NOTE: this is a palate cleanser after a month of daily genre postings.
I am not an Apple user. I own no Apple products. In fact, I think they are a little bit of a cult. But I know a good story when I see one.
I picked up this book because Steve Jobs was such an interesting figure. But what surprised me most about this book had nothing to do with Jobs — there won’t be too many revelations for anyone who has followed the computer industry at all. I was impressed by how well the book was put together by Walter Isaacson.
I am immediately bored by biographies that start out at the big bang, and waste 100 pages getting to the subject. Isaacson takes care of the preliminaries and gets to “Steve Jobs” the character in pretty short order. Of course it helps that Jobs became pretty interesting at a young age.
The milestones, products and key people in his life are presented clearly and concisely — this book moves. Isaacson has done a great job of sticking to the important topics and skimming quickly over most distractions. The only time I got a little restless was toward the end. I think that is probably true of any contemporary non-fiction book. As events approach the current day, things just seem to get frayed and less important (other than his fate, of course).

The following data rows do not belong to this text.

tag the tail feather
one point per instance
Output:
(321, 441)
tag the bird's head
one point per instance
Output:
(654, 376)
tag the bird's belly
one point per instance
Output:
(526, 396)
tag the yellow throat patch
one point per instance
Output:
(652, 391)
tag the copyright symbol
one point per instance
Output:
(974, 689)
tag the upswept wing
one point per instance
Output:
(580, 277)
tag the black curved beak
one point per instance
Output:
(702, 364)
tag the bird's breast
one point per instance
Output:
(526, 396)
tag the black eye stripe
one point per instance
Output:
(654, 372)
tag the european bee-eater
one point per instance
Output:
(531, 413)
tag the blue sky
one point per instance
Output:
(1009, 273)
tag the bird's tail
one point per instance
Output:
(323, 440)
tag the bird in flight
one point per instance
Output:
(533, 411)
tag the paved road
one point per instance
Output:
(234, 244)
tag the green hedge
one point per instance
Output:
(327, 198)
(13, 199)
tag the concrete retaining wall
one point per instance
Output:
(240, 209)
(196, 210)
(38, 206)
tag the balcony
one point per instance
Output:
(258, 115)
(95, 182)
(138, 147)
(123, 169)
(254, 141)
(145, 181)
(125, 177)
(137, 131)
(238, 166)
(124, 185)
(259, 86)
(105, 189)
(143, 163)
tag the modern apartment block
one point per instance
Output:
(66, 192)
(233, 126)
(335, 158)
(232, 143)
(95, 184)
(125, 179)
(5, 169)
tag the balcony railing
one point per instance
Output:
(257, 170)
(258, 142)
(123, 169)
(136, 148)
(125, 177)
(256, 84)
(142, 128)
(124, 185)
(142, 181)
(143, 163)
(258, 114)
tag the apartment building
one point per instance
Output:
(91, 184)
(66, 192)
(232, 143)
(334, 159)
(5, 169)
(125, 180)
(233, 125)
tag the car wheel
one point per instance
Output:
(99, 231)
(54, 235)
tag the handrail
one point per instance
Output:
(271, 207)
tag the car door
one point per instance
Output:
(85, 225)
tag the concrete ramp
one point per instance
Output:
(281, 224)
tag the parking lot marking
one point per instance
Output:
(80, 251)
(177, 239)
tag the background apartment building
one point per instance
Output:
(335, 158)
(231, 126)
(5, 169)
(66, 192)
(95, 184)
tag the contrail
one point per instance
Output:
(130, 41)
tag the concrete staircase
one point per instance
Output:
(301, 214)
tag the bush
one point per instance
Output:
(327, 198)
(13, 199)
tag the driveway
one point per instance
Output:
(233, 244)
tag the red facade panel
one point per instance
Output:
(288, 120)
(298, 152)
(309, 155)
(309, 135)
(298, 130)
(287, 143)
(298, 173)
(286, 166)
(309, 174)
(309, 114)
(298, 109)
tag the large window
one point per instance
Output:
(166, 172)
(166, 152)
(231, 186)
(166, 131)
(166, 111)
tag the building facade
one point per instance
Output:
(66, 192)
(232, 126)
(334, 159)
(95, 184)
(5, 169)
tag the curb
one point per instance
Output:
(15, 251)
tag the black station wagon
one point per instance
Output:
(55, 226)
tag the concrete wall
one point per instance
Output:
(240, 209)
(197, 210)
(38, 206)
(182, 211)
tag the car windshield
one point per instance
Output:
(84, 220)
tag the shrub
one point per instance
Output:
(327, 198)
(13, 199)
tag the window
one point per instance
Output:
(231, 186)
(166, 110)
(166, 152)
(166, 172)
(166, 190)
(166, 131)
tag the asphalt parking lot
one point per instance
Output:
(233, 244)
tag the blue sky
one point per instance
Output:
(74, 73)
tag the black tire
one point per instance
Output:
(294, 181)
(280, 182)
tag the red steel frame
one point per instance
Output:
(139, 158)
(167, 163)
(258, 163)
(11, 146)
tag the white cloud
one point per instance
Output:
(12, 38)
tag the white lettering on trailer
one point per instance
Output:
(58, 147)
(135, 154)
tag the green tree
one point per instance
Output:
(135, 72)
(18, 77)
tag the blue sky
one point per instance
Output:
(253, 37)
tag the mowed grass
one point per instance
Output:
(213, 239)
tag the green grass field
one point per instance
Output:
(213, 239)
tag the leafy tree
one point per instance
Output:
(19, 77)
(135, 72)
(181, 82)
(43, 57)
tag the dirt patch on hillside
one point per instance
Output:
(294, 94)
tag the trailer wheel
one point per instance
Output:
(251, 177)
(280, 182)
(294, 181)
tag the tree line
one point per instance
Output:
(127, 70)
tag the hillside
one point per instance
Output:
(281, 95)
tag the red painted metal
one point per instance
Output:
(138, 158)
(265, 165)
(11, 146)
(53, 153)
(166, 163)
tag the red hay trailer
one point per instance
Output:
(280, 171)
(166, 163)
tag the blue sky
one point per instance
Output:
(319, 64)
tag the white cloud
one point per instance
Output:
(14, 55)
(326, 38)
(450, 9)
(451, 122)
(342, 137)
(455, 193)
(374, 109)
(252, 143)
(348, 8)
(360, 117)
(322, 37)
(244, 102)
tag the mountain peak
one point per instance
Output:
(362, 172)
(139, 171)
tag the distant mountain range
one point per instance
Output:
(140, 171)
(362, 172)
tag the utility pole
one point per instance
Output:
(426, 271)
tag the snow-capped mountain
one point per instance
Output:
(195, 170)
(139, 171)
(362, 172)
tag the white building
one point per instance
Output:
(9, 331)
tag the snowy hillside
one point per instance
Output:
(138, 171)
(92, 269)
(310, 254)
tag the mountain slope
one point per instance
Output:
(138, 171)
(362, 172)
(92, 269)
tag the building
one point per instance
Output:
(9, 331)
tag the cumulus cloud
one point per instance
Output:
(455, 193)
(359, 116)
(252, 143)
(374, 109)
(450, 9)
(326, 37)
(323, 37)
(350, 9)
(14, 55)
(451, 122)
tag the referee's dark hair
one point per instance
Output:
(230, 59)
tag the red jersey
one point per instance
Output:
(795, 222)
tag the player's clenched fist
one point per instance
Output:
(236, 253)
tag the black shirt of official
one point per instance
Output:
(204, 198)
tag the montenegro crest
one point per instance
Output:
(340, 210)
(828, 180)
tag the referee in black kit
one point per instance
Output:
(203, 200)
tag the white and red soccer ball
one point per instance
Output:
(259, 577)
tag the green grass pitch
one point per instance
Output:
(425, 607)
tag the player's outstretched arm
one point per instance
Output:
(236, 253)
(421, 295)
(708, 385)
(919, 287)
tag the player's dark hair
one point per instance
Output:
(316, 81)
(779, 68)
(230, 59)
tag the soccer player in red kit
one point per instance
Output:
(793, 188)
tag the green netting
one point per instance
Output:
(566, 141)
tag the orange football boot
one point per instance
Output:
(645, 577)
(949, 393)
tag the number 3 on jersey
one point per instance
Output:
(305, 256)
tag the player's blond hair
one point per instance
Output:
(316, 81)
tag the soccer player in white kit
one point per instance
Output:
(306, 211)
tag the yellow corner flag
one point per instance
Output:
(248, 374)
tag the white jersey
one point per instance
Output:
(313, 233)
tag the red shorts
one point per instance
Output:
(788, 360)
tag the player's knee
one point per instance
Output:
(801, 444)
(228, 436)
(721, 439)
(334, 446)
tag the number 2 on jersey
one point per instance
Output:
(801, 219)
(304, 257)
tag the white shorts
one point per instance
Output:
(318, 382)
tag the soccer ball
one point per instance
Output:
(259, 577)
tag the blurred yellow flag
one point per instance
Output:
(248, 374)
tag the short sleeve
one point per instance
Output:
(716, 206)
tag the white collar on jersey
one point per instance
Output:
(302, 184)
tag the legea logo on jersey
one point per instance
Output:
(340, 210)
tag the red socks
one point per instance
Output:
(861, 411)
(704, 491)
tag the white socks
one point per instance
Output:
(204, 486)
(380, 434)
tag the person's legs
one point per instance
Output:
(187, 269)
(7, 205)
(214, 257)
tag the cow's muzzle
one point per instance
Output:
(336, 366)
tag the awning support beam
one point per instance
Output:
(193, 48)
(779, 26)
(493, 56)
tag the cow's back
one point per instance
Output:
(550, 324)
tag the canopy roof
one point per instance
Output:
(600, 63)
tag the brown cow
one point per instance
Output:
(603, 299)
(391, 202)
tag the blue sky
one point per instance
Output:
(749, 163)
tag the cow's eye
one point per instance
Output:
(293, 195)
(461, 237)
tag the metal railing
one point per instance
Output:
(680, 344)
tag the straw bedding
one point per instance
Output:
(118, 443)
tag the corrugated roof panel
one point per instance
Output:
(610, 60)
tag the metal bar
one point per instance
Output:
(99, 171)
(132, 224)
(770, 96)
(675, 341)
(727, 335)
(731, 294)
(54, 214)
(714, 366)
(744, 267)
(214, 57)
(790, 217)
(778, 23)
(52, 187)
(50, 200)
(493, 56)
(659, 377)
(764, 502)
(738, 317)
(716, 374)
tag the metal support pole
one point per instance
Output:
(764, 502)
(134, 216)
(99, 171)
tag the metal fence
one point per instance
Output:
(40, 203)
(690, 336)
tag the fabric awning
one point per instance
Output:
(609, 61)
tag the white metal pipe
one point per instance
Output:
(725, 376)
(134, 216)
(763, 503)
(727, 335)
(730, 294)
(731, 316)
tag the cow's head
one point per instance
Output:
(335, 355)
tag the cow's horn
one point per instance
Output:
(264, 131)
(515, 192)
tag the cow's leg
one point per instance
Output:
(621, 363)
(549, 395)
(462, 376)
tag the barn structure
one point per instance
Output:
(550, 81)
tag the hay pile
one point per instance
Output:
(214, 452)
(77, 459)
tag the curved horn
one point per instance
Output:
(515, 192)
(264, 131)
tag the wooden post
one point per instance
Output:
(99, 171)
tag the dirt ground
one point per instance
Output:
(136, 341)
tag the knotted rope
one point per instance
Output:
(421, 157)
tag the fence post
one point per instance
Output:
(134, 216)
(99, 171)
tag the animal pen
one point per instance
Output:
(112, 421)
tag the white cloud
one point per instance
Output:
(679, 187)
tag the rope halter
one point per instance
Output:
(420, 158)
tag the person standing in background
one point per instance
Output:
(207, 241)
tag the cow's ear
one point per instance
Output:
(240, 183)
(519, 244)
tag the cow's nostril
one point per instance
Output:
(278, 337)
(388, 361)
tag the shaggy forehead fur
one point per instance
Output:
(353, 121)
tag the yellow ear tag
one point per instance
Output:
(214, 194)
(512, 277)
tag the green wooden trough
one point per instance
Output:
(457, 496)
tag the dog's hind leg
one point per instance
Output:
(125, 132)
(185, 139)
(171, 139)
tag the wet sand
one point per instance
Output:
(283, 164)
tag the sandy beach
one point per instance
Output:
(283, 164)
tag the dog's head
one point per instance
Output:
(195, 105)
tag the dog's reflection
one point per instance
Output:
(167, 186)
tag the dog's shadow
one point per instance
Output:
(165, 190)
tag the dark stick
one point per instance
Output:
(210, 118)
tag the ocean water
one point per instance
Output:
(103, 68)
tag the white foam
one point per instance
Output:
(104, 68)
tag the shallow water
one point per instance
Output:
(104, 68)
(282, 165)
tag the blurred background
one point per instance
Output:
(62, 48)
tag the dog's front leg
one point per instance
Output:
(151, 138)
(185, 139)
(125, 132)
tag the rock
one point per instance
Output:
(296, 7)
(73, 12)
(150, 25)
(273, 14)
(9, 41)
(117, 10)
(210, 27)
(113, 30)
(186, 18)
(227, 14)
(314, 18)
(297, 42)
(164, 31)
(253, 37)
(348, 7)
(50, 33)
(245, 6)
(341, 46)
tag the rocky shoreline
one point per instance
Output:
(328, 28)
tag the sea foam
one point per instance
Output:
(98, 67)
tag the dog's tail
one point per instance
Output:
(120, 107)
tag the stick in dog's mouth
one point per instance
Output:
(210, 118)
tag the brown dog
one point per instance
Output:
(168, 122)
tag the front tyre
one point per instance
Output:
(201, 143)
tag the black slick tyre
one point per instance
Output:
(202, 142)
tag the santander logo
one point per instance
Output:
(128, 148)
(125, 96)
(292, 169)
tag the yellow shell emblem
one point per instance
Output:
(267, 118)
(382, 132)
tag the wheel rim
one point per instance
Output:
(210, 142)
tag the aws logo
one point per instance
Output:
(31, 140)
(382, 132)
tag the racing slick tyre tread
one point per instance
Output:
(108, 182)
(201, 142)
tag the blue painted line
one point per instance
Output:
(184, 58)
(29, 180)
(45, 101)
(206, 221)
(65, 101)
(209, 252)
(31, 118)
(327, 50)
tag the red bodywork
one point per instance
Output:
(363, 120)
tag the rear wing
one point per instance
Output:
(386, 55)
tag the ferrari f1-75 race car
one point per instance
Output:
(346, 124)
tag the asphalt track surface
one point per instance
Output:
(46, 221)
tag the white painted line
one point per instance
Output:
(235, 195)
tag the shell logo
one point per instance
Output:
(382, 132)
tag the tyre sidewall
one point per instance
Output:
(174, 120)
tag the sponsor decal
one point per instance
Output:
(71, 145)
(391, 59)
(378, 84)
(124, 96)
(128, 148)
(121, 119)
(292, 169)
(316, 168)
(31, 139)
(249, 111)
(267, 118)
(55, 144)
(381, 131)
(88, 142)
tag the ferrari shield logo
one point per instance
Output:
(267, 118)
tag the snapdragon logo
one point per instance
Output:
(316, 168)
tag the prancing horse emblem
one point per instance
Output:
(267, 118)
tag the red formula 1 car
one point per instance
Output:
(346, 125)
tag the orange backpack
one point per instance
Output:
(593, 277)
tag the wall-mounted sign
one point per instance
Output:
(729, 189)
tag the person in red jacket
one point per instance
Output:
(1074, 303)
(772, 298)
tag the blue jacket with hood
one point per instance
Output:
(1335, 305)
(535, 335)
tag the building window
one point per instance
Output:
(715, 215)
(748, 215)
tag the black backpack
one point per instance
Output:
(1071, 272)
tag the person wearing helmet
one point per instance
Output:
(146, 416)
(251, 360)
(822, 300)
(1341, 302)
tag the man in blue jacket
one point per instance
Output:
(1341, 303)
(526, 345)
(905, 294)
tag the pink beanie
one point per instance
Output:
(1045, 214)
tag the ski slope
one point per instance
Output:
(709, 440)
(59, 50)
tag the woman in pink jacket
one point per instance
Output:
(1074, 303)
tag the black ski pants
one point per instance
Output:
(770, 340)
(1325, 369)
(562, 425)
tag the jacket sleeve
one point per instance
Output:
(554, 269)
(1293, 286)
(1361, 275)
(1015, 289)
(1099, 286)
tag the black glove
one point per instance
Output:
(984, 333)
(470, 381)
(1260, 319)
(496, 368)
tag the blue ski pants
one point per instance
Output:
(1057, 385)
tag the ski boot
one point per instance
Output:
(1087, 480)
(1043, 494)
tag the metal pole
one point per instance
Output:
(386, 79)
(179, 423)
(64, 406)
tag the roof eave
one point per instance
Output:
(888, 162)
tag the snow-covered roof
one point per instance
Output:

I just deleted a few small complaints because 1) who am I to judge, and 2) this is a great book, and not just because of the subject.
- Holy cow, were there a lot of dudes crying in this book.
- Walter Isaacson has also written biographies of Albert Einstein and Benjamin Franklin which I now plan to read. The one about Henry Kissinger, not so much.
- This was the first time I ever got the sense of a Board of Directors actually doing something. Normally all you ever hear is log-rolling: serving on each others boards, approving astronomical salaries, rubber-stamping proposals; or people being appointed purely because they are famous. The Board here seemed engaged, which is even more amazing given who they were dealing with. And that one of them was Al Gore.